Auch ganz kleine Dinge können Zauberkraft entfalten. Beim palästinensischen Puppenspieler Husam Abed sind es Streichhölzer und Reiskörner, die Familiengeschichten erzählen und dabei Kriegsgebiete von Syrien bis Bosnien berühren. Abed selbst hatte kaum mehr als einen Koffer, ein paar Schachteln und eben den Reis und die Zündhölzer dabei. Allein mit diesen Elementen, begabt mit mehrsprachigem erzählerischem Talent und begleitet von Soundcollagen einiger Handlungsorte zeichnet er in seiner Produktion „War Maker“ den Weg seines Protagonisten Karim Shaheen vom Libanon des Bürgerkriegs über das vom Irak angegriffene Kuwait bis ins zerfallende Jugoslawien und weiter nach Syrien nach. Shaheen und seine Familienmitglieder sind in den Erzählungen Streichhölzer.
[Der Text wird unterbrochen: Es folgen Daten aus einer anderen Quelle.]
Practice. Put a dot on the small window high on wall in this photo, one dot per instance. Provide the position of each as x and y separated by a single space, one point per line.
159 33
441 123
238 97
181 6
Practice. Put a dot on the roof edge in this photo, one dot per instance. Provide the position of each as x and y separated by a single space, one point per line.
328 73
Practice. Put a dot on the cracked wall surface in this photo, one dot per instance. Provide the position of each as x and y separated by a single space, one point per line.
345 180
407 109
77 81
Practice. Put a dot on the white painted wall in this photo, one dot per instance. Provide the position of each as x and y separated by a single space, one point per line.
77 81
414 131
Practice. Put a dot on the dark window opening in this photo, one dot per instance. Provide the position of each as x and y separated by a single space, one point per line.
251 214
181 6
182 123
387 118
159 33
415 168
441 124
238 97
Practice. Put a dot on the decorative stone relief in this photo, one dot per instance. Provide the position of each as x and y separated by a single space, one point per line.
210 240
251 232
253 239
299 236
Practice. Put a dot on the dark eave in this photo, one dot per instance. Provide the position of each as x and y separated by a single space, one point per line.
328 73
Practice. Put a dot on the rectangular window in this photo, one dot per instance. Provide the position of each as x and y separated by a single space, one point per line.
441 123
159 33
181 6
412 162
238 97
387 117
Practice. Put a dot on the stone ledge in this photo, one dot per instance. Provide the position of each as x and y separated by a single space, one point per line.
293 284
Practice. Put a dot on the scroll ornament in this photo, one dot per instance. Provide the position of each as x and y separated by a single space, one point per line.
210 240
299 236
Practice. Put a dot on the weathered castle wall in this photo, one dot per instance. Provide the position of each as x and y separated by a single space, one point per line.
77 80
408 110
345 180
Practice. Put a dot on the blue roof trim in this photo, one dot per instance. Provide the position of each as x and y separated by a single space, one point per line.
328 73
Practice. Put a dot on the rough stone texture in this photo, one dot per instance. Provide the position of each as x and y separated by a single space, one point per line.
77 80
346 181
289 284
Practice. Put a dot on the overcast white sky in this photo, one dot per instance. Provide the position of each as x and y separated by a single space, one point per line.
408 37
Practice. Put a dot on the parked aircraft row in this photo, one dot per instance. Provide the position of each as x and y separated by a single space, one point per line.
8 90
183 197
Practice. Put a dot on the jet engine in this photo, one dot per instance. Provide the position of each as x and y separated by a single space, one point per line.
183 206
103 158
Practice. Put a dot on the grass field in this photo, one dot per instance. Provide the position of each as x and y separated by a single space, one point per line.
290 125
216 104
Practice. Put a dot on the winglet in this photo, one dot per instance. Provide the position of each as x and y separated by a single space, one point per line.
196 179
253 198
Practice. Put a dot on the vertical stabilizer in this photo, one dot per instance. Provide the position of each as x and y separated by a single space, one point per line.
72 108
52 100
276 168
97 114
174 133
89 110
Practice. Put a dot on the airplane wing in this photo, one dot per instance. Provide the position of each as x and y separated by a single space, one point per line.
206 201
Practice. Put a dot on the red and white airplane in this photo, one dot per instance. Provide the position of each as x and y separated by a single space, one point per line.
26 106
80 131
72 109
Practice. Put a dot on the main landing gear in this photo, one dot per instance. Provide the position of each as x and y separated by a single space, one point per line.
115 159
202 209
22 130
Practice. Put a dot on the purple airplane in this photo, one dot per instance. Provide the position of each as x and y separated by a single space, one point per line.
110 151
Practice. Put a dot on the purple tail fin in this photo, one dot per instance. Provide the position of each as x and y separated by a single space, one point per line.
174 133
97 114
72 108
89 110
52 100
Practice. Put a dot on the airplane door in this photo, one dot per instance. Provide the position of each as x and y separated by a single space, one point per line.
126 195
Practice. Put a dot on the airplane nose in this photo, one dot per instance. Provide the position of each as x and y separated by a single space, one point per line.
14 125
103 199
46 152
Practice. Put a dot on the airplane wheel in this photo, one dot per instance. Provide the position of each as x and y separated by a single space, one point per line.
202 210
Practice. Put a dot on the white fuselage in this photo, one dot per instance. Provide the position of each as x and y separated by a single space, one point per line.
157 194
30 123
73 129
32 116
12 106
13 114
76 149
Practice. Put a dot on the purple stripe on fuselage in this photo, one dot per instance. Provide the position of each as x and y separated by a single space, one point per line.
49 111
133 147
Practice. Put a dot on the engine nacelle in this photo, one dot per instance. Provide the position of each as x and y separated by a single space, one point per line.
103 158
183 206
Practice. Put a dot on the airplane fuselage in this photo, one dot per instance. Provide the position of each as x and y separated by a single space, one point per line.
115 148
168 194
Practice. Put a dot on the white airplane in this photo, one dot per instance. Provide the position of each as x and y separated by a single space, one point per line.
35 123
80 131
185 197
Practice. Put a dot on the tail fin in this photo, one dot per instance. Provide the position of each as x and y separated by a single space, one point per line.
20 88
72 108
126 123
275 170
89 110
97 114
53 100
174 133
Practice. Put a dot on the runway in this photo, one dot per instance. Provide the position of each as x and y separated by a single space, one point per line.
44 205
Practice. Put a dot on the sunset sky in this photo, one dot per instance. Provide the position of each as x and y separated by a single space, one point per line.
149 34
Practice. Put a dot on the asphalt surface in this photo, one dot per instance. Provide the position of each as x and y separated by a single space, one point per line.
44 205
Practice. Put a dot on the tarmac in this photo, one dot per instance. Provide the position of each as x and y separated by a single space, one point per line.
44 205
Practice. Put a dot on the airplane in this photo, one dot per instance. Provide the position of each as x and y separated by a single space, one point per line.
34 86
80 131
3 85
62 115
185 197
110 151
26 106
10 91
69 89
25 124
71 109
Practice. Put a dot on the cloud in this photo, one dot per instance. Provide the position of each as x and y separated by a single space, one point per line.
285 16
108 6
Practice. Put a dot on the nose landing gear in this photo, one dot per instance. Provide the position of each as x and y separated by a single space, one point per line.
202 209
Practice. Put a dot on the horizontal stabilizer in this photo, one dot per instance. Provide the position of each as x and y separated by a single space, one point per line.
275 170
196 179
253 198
Stirbt einer, zündet Abed ein Streichholz an. Nachdem die Flamme erloschen ist, zerknickt er noch das Streichholz und steckt es in eine schwarze, wie ein Sarg wirkende Schachtel. Selten ist ein Tod einfacher erzählt worden. „War Maker“ nennt Abed sein Stück, weil sein Protagonist Shaheen, der auf der Flucht vor dem einen Krieg stets in einen neuen gerät, von sich selbst glaubt, dass es seine Präsenz ist, die den jeweiligen Krieg auslöst. Nach der Vorstellung lud Abed das Publikum noch auf die Bühne. Dort konnte man in dem Koffer kramen, der in diesem Stück das Theater war und in sich die diversen Handlungsorte aufnahm.

Nicht viel größer als Abeds Koffer war das Theater, das die tschechische Kompagnie FRAS in „Der Kleinste der Samen“ bespielte. Die drei Performer:innen, die an der Prager Theaterhochschule zueinandergefunden haben, lungern um ein kreisrundes Bühnenelement, das einer Trommel gleicht. Mit einem Figurenarsenal in gleich drei Größen – von fingernagelgroß über fingergroß bis mit zwei Händen zu spielen – erzählen sie die Geschichte eines Jungen aus dem hohen Norden, der Rentiere vor dem Verhungern rettet. Auch hier gelingt es, eine sehr intime Atmosphäre zu etablieren, etwa so, als sei man bei Freunden eingeladen und teilte Geschichten, wie einst die von Scheherezade oder die Märchen, die die Gebrüder Grimm sammelten. Reizvoll sind auch die filmischen Effekte durch die unterschiedlichen Größen der Figuren: Sind der Sami und die Rentiere ganz klein, wirken sie sehr weit weg. Nehmen die Spieler die gleichen Figuren eine Nummer größer in die Hand, fühlt man sich hingegen gleich mittendrin in der Szene. Und weil die Ungeheuer am tiefsten Seegrund, die der Held bekämpfen muss, aus bizarren Wurzeln geformt sind, die im Vergleich zum Samenjungen riesenhaft wirken, ist die Magie der Märchen ganz schnell hergestellt.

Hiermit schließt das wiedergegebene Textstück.